Custodia Bank CEO Caitlin Long told ETH Denver attendees that Trump-family links to crypto projects have become a political drag on the U.S. CLARITY Act. She said those ties have created an “optics problem” and an “ethics issue” that is making bipartisan coalition-building materially harder.
Long framed the stakes in operational terms: without legislation, digital-asset policy remains vulnerable to administrative reversals and shifting agency posture. Her core point was that the CLARITY Act is designed to deliver statutory permanence regulators cannot easily unwind through rulemaking alone.
Why the Optics Matter for Senate Math
In her remarks, Long specifically called out meme coins and ventures tied to the Trump family, including projects identified as World Liberty Financial, as complicating the bill’s path. She argued the controversy gives opponents usable political ammunition and turns a technical policy negotiation into a reputational fight.

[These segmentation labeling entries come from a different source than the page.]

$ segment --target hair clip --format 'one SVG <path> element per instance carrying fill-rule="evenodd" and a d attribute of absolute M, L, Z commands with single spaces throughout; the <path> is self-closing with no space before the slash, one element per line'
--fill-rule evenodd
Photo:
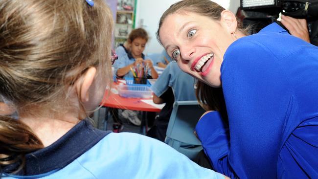
<path fill-rule="evenodd" d="M 93 0 L 86 0 L 86 2 L 87 2 L 88 4 L 89 4 L 90 6 L 94 6 L 94 1 Z"/>

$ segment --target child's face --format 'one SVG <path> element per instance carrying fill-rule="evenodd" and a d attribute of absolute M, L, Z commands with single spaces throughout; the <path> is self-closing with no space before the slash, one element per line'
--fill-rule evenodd
<path fill-rule="evenodd" d="M 159 36 L 167 53 L 182 71 L 211 86 L 221 86 L 223 56 L 233 42 L 222 20 L 175 13 L 166 18 Z"/>
<path fill-rule="evenodd" d="M 134 58 L 141 57 L 141 54 L 145 49 L 147 41 L 138 37 L 134 39 L 131 44 L 132 54 Z"/>

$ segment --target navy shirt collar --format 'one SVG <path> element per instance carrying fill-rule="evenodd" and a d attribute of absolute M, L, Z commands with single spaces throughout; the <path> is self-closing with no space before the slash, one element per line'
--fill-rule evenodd
<path fill-rule="evenodd" d="M 110 131 L 94 128 L 83 120 L 52 145 L 25 156 L 26 163 L 19 175 L 36 175 L 62 168 L 92 147 Z M 17 164 L 3 169 L 10 173 Z"/>
<path fill-rule="evenodd" d="M 127 53 L 127 55 L 128 56 L 128 58 L 129 58 L 130 59 L 135 59 L 134 57 L 133 57 L 133 54 L 132 54 L 132 53 L 131 52 L 129 52 Z M 142 58 L 143 59 L 145 59 L 145 55 L 143 54 L 143 53 L 141 53 L 141 58 Z"/>

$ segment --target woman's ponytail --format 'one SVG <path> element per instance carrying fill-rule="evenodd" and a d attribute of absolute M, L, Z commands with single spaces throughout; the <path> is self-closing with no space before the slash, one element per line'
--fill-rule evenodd
<path fill-rule="evenodd" d="M 9 171 L 18 172 L 24 166 L 26 154 L 43 147 L 40 139 L 23 122 L 10 116 L 0 116 L 0 171 L 6 166 L 19 162 L 18 168 Z"/>

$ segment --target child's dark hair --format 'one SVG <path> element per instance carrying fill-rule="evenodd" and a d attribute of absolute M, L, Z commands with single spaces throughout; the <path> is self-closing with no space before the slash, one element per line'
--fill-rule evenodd
<path fill-rule="evenodd" d="M 138 28 L 132 30 L 128 37 L 128 41 L 130 43 L 133 42 L 136 38 L 140 38 L 148 41 L 149 37 L 145 29 L 142 28 Z"/>

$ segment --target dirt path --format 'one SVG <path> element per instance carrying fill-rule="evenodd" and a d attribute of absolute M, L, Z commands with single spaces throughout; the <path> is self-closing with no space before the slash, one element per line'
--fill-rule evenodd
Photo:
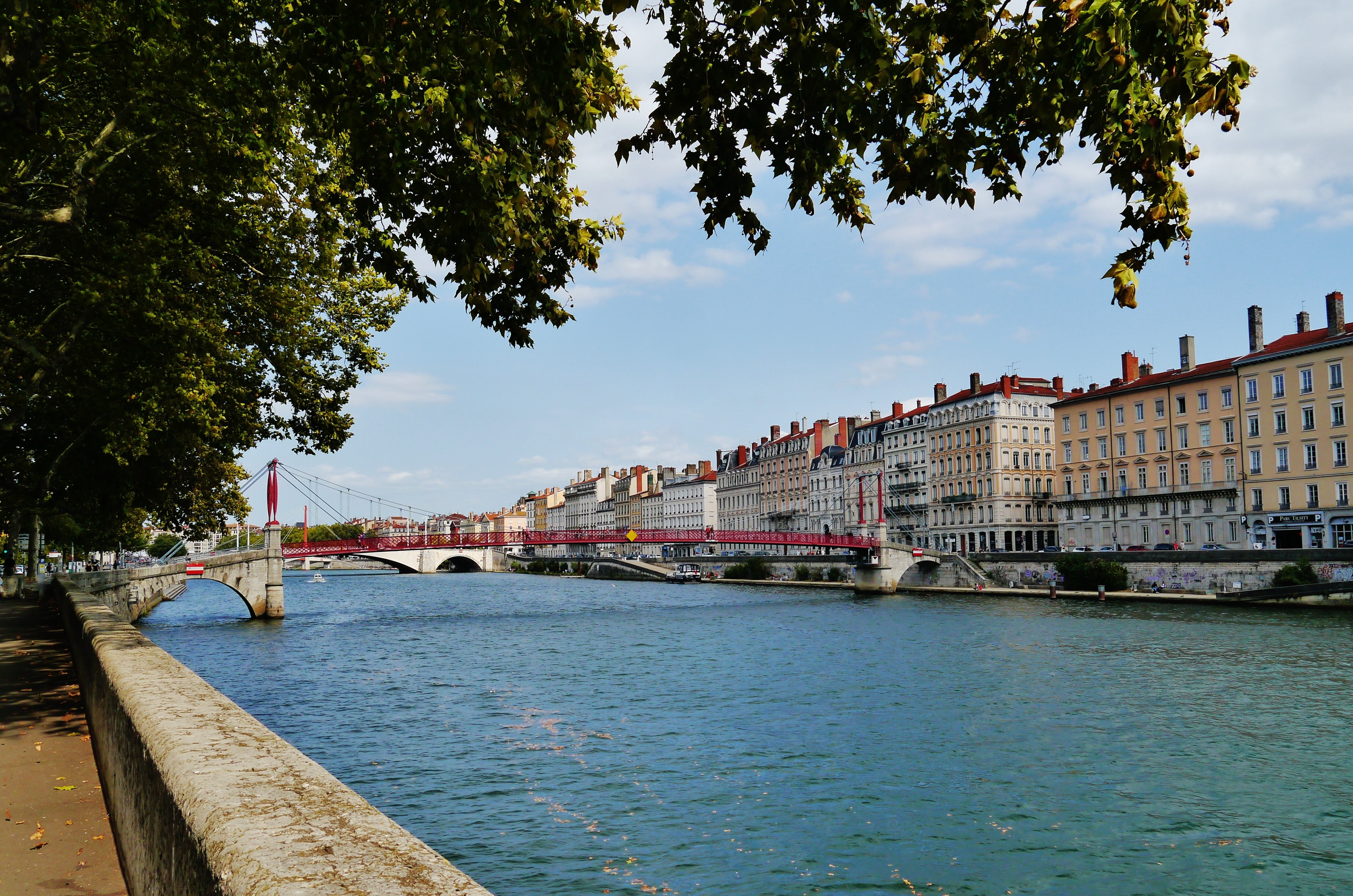
<path fill-rule="evenodd" d="M 55 610 L 0 600 L 0 896 L 127 892 Z"/>

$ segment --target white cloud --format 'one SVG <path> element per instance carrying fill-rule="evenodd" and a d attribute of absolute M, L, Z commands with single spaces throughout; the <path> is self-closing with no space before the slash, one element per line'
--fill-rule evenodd
<path fill-rule="evenodd" d="M 432 374 L 382 371 L 365 379 L 352 393 L 357 407 L 387 405 L 434 405 L 451 401 L 452 387 Z"/>

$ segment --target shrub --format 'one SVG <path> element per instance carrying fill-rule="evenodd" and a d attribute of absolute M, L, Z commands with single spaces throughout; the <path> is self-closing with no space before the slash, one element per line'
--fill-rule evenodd
<path fill-rule="evenodd" d="M 1316 585 L 1319 581 L 1321 577 L 1316 575 L 1310 560 L 1288 563 L 1273 574 L 1273 587 L 1284 587 L 1288 585 Z"/>
<path fill-rule="evenodd" d="M 1122 591 L 1127 587 L 1127 567 L 1115 560 L 1101 560 L 1068 554 L 1054 563 L 1062 577 L 1062 587 L 1073 591 L 1093 591 L 1100 585 L 1105 591 Z"/>

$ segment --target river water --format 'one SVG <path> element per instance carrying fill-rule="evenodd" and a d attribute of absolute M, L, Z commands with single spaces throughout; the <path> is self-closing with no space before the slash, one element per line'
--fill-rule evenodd
<path fill-rule="evenodd" d="M 529 575 L 142 624 L 497 896 L 1334 893 L 1353 616 Z"/>

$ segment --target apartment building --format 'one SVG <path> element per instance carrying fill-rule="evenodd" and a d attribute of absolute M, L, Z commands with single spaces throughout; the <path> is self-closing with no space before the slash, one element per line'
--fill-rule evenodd
<path fill-rule="evenodd" d="M 1258 547 L 1353 547 L 1344 365 L 1353 330 L 1344 294 L 1325 296 L 1326 325 L 1298 315 L 1296 333 L 1264 342 L 1264 311 L 1249 309 L 1250 352 L 1235 359 L 1243 414 L 1249 535 Z"/>
<path fill-rule="evenodd" d="M 916 402 L 884 426 L 884 501 L 888 539 L 930 547 L 930 494 L 925 483 L 925 421 L 930 406 Z"/>
<path fill-rule="evenodd" d="M 1053 407 L 1062 378 L 1004 375 L 948 395 L 927 414 L 931 533 L 948 551 L 1039 551 L 1057 544 Z"/>
<path fill-rule="evenodd" d="M 717 505 L 718 529 L 758 532 L 762 528 L 760 508 L 760 452 L 758 445 L 737 445 L 733 451 L 720 452 L 717 457 L 717 482 L 714 502 Z"/>
<path fill-rule="evenodd" d="M 1065 545 L 1246 547 L 1234 360 L 1199 364 L 1184 336 L 1177 368 L 1123 352 L 1108 386 L 1054 405 Z"/>

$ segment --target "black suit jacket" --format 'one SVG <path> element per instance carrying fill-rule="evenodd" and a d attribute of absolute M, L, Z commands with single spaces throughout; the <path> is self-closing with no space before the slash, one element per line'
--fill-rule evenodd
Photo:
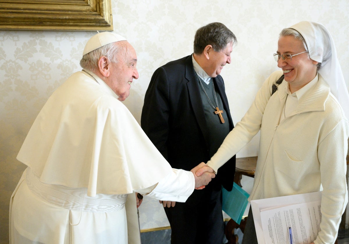
<path fill-rule="evenodd" d="M 197 79 L 190 55 L 158 68 L 146 93 L 141 126 L 173 168 L 190 170 L 201 162 L 207 162 L 210 158 L 209 128 L 206 123 Z M 218 75 L 213 81 L 231 130 L 234 125 L 223 79 Z M 231 190 L 235 168 L 234 156 L 220 168 L 215 181 Z"/>

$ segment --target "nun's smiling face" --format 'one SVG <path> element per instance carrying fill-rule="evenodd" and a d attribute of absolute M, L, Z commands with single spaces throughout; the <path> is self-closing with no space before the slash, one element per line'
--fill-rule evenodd
<path fill-rule="evenodd" d="M 277 53 L 294 55 L 305 51 L 303 42 L 293 36 L 282 36 L 277 43 Z M 312 80 L 317 74 L 318 62 L 311 59 L 307 52 L 294 56 L 285 60 L 280 58 L 277 67 L 281 68 L 285 75 L 285 80 L 289 83 L 290 90 L 293 93 Z"/>

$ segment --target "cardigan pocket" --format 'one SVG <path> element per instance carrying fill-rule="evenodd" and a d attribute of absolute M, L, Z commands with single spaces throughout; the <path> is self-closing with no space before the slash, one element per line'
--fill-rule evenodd
<path fill-rule="evenodd" d="M 282 173 L 284 176 L 298 181 L 300 173 L 304 166 L 303 162 L 299 158 L 290 152 L 285 150 L 285 155 L 282 158 L 282 162 L 276 166 L 277 170 Z"/>

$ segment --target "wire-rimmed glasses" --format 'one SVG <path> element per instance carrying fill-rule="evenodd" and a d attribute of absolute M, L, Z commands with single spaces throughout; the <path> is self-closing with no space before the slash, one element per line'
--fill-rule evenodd
<path fill-rule="evenodd" d="M 284 60 L 286 59 L 287 59 L 287 60 L 289 59 L 290 61 L 291 61 L 292 60 L 292 57 L 296 56 L 296 55 L 298 55 L 298 54 L 300 54 L 301 53 L 307 53 L 307 51 L 304 51 L 304 52 L 302 52 L 301 53 L 297 53 L 295 54 L 293 54 L 293 55 L 291 55 L 289 53 L 284 53 L 282 55 L 280 55 L 280 54 L 278 54 L 277 53 L 274 53 L 273 54 L 273 56 L 274 56 L 274 59 L 276 62 L 279 62 L 279 60 L 280 60 L 280 57 L 281 57 L 282 58 L 282 60 Z"/>

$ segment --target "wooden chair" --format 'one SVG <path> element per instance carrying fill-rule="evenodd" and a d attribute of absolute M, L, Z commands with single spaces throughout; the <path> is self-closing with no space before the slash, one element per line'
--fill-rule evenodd
<path fill-rule="evenodd" d="M 242 186 L 241 185 L 241 181 L 243 175 L 254 177 L 254 172 L 256 171 L 256 165 L 257 165 L 257 158 L 256 156 L 254 157 L 236 159 L 234 182 L 240 187 Z"/>

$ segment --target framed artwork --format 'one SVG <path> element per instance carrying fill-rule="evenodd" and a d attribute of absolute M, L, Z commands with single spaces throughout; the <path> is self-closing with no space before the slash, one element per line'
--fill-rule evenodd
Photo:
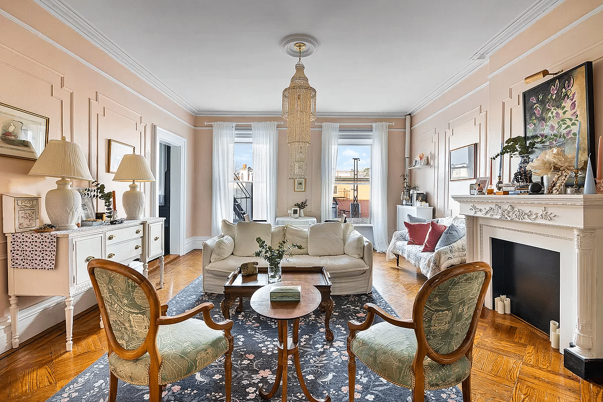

Long said that dynamic increases uncertainty around whether sponsors can secure the votes they believe they need, including support from roughly seven Democratic senators and the 60 votes required for cloture. She described the near-term prospects as a “coin flip,” signaling that the vote count is now a high-variance variable.
The legislative backdrop she referenced is straightforward: the CLARITY Act was introduced in May 2025 and approved by the House in July 2025, but remained stalled in the Senate as of February 2026. She linked that stall to a mix of unresolved issues—DeFi oversight, stablecoin rules, and the political controversy she said is eroding cross-party trust.
What This Means for Compliance Roadmaps
Long emphasized a practical distinction for firms: agencies can pursue administrative actions, but those outcomes lack durability and can be reversed by future administrations. Her message to market participants was to plan for continued regulatory uncertainty until Congress provides a stable statutory baseline.
She pointed to the broader political calculus in the Senate, noting sponsors such as Cynthia Lummis and Kirsten Gillibrand continuing to push for compromise while critics, including Elizabeth Warren, have elevated ethics concerns. The implication is that the bill’s fate may depend on whether sponsors can separate technical trade-offs from the political optics now dominating the narrative.